While FSG focuses on commercial aviation, the Electronic Technologies Group (ETG) provides diversification through mission-critical components for defense, space, and medical equipment. ETG reported revenues of $1.41 billion and an operating income of $325 million.
While slightly smaller than the flight support side, this segment boasts impressive margins. The ETG designs niche products like infrared simulation equipment and power supplies for radar systems—areas with high barriers to entry and "sticky" government contracts.
HEICO’s ability to control costs is evident in its margins. The company reported a consolidated Gross Margin of 39.8% and an Operating Margin of 22.7%. This efficiency trickled down to the bottom line, with Net Income Attributable to HEICO reaching $690.4 million, up significantly from $514.1 million in the prior year.
Selling, General, and Administrative (SG&A) expenses were kept at 17.1% of sales, a slight improvement from 17.6% in 2024. In an inflationary environment where labor and material costs are rising, keeping overhead relative to sales in check is a strong signal of disciplined management.

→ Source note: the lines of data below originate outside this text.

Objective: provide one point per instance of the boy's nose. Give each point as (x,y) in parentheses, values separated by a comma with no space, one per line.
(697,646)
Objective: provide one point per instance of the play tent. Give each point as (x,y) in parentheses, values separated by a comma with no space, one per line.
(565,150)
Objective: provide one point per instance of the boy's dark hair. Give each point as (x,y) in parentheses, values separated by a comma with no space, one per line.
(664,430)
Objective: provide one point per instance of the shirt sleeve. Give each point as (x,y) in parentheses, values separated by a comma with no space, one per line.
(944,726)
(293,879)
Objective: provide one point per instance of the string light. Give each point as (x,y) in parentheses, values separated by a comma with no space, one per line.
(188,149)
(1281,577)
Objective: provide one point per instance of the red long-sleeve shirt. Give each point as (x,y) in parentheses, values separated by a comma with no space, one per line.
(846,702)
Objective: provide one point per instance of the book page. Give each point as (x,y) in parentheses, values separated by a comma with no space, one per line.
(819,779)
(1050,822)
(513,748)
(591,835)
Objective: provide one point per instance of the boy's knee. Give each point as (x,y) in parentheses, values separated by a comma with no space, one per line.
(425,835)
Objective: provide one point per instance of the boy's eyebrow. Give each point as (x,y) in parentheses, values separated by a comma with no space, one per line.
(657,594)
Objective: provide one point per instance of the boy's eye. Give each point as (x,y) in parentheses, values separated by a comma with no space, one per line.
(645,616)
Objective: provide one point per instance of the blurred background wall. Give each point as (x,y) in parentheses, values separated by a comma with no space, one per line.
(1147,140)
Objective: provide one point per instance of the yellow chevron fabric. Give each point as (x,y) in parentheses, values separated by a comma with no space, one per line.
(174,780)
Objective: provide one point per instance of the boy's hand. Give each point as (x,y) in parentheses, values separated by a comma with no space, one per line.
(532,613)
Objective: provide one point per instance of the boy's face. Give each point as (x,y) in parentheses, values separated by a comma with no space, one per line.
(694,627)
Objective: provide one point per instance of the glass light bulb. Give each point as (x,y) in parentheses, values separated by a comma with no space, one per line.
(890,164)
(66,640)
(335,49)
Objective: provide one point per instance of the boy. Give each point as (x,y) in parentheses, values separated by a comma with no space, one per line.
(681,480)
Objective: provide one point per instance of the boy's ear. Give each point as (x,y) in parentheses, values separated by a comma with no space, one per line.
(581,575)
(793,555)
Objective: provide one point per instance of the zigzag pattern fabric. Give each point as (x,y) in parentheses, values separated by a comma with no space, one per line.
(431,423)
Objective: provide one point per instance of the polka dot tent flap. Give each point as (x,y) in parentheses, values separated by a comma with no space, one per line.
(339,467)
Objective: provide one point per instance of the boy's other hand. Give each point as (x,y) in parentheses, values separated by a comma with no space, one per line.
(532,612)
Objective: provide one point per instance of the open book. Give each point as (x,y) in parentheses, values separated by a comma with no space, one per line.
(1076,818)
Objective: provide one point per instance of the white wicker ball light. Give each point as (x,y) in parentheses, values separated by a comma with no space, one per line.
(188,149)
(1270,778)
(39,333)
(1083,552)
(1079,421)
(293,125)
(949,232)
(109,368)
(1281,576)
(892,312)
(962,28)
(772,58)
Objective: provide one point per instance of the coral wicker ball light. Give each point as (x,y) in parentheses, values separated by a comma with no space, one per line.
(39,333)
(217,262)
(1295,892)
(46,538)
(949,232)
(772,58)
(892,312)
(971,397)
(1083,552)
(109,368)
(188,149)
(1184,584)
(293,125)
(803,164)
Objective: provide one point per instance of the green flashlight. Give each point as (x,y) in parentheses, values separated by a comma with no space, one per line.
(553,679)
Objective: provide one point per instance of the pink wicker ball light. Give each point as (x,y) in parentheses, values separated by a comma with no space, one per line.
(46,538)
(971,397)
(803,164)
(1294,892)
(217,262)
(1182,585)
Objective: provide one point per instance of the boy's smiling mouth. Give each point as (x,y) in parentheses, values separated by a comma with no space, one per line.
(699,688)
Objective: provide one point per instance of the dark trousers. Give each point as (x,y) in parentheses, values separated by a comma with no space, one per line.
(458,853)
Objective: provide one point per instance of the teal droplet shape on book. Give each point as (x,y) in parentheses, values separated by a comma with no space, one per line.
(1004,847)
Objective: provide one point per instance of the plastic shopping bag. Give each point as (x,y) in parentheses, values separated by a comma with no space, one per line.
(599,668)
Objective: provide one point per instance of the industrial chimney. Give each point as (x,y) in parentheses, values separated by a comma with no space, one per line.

HEICO's 2025 10-K paints a picture of a company firing on all cylinders. The ongoing supply chain constraints in the broader aerospace market, which plague OEMs, paradoxically serve as a tailwind for HEICO's aftermarket business. By offering available, lower-cost alternatives when airlines are desperate to keep fleets airborne, HEICO has cemented its position as a critical player in the supply chain.
However, risks remain. The company's strategy relies heavily on acquisitions (such as the integration of Wencor), and maintaining growth requires successfully identifying and integrating these targets. Additionally, any cooling in global defense spending could impact the ETG segment. But for now, the financials suggest HEICO is navigating these skies with precision.